Post by Lee Floyd |
At first blush, it might not seem that a healthcare professional liability insurance policy would cover injuries due to alleged sexual misconduct by a healthcare professional. Instead, one might assume such conduct would not be considered “professional services” or would be an excluded criminal act.
For medical doctors and most other healthcare professionals, this assumption would likely be correct.[1] However, when the sexual misconduct is by a psychiatrist and during the course of a therapeutic relationship, there is a potential for coverage due to what is known as the “transference phenomenon.”
The transference phenomenon is:
[t]he emotional reaction which the patient in therapy has toward the therapist. The patient in therapy ‘“unconsciously attributes to the psychiatrist or analyst those feelings which he may have repressed towards his own parents.... [I]t is through the creation, experiencing and resolution of these feelings that [the patient] becomes well.’” ‘“Inappropriate emotions, both hostile and loving, directed toward the physician are recognized by the psychiatrist as constituting ... the transference. The psychiatrist looks for manifestations of the transference, and is prepared to handle it as it develops.’”[2]
This issue is unique to the field of psychiatry and psychiatrists are educated about how to handle this phenomenon. On that basis, some courts have reasoned that allegations of sexual assault during the therapeutic relationship are sufficient to allege “damages arising out of the performance services rendered or which should have been rendered.”[3]
While some courts have reached a different conclusion,[4] generally one must keep in mind that allegations of sexual misconduct against a psychiatrist may be sufficient to create the possibility of coverage under a healthcare professional liability insurance policy.
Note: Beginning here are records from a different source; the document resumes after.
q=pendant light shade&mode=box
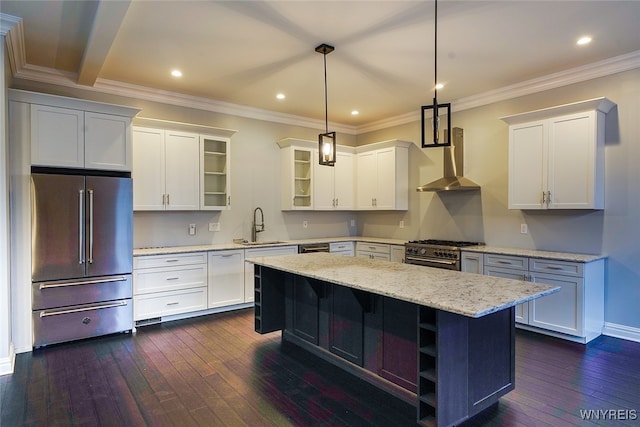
[420,0,451,148]
[316,43,336,166]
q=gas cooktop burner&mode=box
[409,239,480,248]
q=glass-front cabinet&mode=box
[200,135,231,210]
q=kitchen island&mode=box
[247,253,558,426]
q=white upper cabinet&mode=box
[278,138,314,211]
[356,140,411,210]
[132,127,200,211]
[200,135,231,210]
[502,98,615,209]
[25,91,139,172]
[313,148,355,210]
[132,118,235,211]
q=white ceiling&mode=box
[0,0,640,131]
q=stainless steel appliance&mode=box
[31,170,133,348]
[298,243,329,254]
[404,239,481,271]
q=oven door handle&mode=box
[405,256,458,265]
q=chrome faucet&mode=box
[251,207,264,242]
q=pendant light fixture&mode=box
[316,43,336,166]
[420,0,451,148]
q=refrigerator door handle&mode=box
[40,300,127,317]
[38,276,127,291]
[88,190,93,264]
[78,190,84,264]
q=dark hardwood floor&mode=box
[0,309,640,427]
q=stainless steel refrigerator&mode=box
[31,171,133,348]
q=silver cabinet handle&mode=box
[78,190,84,264]
[40,301,127,317]
[88,190,93,264]
[38,276,127,290]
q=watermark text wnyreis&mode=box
[580,409,638,421]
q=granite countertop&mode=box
[246,252,560,317]
[462,246,607,262]
[133,236,406,256]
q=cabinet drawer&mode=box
[329,242,353,252]
[133,252,207,269]
[356,242,391,255]
[133,287,207,320]
[529,258,584,277]
[484,254,529,270]
[133,264,207,295]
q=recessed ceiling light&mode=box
[576,36,591,46]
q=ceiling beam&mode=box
[78,0,131,86]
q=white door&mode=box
[529,273,584,336]
[313,151,339,210]
[484,266,530,324]
[208,249,245,308]
[336,151,355,210]
[131,128,165,211]
[375,147,396,209]
[84,112,132,171]
[165,131,200,211]
[31,104,84,168]
[356,151,378,209]
[509,122,547,209]
[549,111,596,209]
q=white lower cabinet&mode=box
[462,252,604,343]
[133,252,207,321]
[208,249,245,308]
[244,245,298,302]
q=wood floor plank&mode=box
[0,309,640,427]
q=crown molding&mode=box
[356,50,640,135]
[6,14,640,135]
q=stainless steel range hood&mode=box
[416,128,480,191]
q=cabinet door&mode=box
[374,148,396,209]
[336,151,355,210]
[329,286,364,366]
[131,128,165,211]
[484,265,530,324]
[529,273,584,336]
[509,122,547,209]
[356,151,378,209]
[208,250,244,308]
[165,131,200,211]
[31,104,84,168]
[200,135,231,210]
[548,111,602,209]
[84,112,132,171]
[313,151,340,211]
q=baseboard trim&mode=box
[0,344,16,375]
[602,322,640,342]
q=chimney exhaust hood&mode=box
[416,128,480,192]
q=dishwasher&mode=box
[298,243,329,254]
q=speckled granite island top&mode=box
[246,253,560,317]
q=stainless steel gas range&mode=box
[404,239,482,271]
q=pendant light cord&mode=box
[322,53,329,133]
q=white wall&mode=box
[358,69,640,333]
[1] E.g., Snyder v. Major, 789 F. Supp. 646, 649 (S.D.N.Y. 1992) (“[T]he prevailing view is that sexual conduct is not a medical incident for insurance purposes unless the physician is a psychiatrist and the sexual incident arises out of a therapeutic relationship.”); Christopher Vaeth, Coverage of Professional-Liability or Indemnity Policy for Sexual Contact with Patients by Physicians, Surgeons, and Other Healers, 60 A.L.R.5th 239 (1998 & Supp. 2011) (“A mental-health therapist's sexual conduct has oftentimes been found covered since the development of an intense emotional relationship is an expected part of the therapeutic relationship. The courts have held in many cases, however, that a physician's sexual acts are not covered since such conduct does not constitute the rendering of professional services.”).
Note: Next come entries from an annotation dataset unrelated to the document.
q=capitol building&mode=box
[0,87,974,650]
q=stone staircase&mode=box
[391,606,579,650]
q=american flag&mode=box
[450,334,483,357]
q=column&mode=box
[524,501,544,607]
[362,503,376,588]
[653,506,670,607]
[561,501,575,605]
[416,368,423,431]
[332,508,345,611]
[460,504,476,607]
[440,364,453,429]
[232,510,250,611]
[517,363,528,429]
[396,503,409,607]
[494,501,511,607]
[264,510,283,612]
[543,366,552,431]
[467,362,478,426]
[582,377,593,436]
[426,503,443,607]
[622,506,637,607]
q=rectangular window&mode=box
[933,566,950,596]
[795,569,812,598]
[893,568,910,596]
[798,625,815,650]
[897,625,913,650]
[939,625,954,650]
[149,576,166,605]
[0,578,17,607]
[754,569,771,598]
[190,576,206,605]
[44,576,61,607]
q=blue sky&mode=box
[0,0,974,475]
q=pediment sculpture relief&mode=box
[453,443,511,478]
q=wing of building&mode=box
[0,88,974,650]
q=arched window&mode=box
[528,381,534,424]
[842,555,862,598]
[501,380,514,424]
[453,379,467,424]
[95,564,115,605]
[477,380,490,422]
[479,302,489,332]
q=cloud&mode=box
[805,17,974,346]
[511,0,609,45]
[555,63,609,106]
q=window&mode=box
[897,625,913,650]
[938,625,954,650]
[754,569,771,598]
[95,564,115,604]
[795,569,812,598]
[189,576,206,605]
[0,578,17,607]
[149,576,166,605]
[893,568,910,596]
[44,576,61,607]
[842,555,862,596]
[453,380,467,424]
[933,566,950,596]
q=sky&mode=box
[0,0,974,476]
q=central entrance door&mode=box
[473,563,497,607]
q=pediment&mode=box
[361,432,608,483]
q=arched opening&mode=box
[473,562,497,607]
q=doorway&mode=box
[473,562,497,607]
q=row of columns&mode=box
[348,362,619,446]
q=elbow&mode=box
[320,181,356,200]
[2] L.L. v. The Med. Protective Co., 362 N.W.2d 174, 177 (Wisc. Ct. App. 1984) (quoting D. Dawidoff, The Malpractice of Psychiatrists 6 (1973) & Heller, Some Comments to Lawyers on the Practice of Psychiatry, 30 Temp.L.Q. 401, 401-02 (1957)).
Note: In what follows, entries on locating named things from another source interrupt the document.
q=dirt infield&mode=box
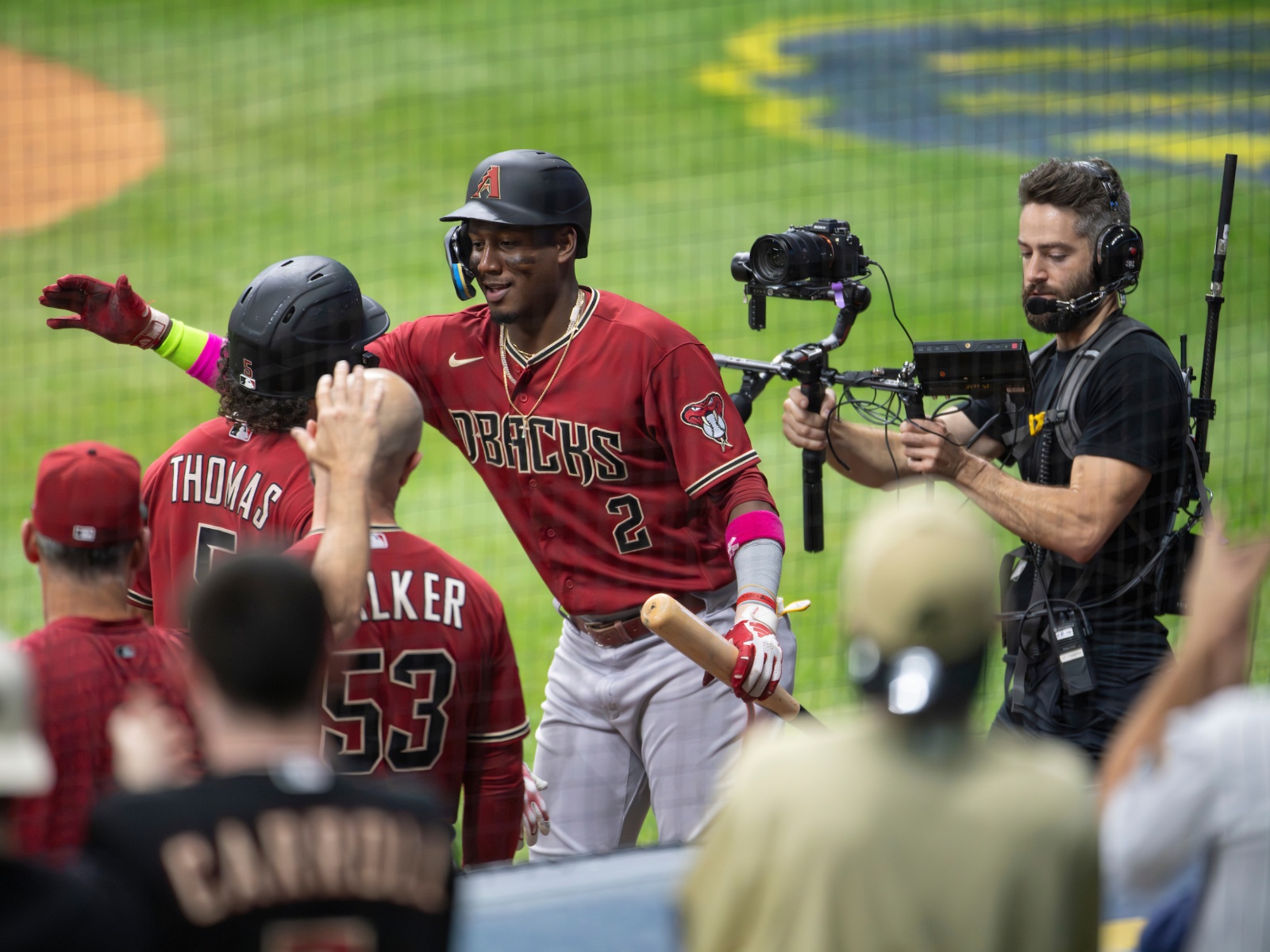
[0,47,165,233]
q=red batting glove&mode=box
[40,274,171,351]
[516,763,551,849]
[701,618,783,701]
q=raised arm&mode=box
[291,360,383,643]
[40,274,225,389]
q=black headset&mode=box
[1076,161,1143,290]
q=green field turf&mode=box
[0,0,1270,847]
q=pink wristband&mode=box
[725,509,785,562]
[186,334,225,389]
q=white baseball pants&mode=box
[529,586,798,859]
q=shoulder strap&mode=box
[1001,339,1058,462]
[1046,313,1162,459]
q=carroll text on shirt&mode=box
[362,569,468,630]
[167,453,282,529]
[449,410,626,486]
[160,806,449,925]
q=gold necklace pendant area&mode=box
[498,288,587,419]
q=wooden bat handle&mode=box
[640,594,802,721]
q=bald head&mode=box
[366,367,423,501]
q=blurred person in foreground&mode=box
[1101,522,1270,952]
[85,363,452,952]
[14,443,188,862]
[0,645,104,952]
[683,491,1099,952]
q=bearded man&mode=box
[783,159,1187,759]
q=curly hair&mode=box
[216,347,309,433]
[1018,159,1129,257]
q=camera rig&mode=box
[714,246,1033,552]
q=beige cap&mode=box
[0,645,53,797]
[838,481,999,662]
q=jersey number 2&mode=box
[605,493,652,555]
[322,647,455,773]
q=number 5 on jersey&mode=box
[605,493,652,555]
[194,522,237,582]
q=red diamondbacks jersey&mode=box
[287,525,529,823]
[129,416,314,628]
[368,288,770,614]
[15,617,189,861]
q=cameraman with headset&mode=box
[783,159,1187,759]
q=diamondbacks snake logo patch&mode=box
[468,165,500,198]
[679,393,732,449]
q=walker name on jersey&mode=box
[449,410,626,486]
[362,569,468,631]
[167,453,282,529]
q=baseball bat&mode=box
[640,593,824,730]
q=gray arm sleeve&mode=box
[732,538,785,601]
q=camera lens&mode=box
[749,231,833,284]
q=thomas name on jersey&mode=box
[167,453,282,529]
[362,569,468,631]
[449,410,626,486]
[3] St. Paul Fire & Marine Ins. Co. v. Mitchell, 296 S.E.2d 126, 127-28 (Ga. Ct. App. 1982).
[4] Dodge v. Legion Ins. Co., 102 F. Supp. 2d 144 (S.D.N.Y. 2000) (holding a patient's allegation of “kissing, embracing, sodomizing and engaging in intercourse” with her psychiatrist during her therapy sessions was not a covered “occurrence,” which was defined in professional liability policies as act or omission that was neither expected nor intended by psychiatrist; the factual basis of patient's claim consisted solely of acts that were intrinsically intentional.”).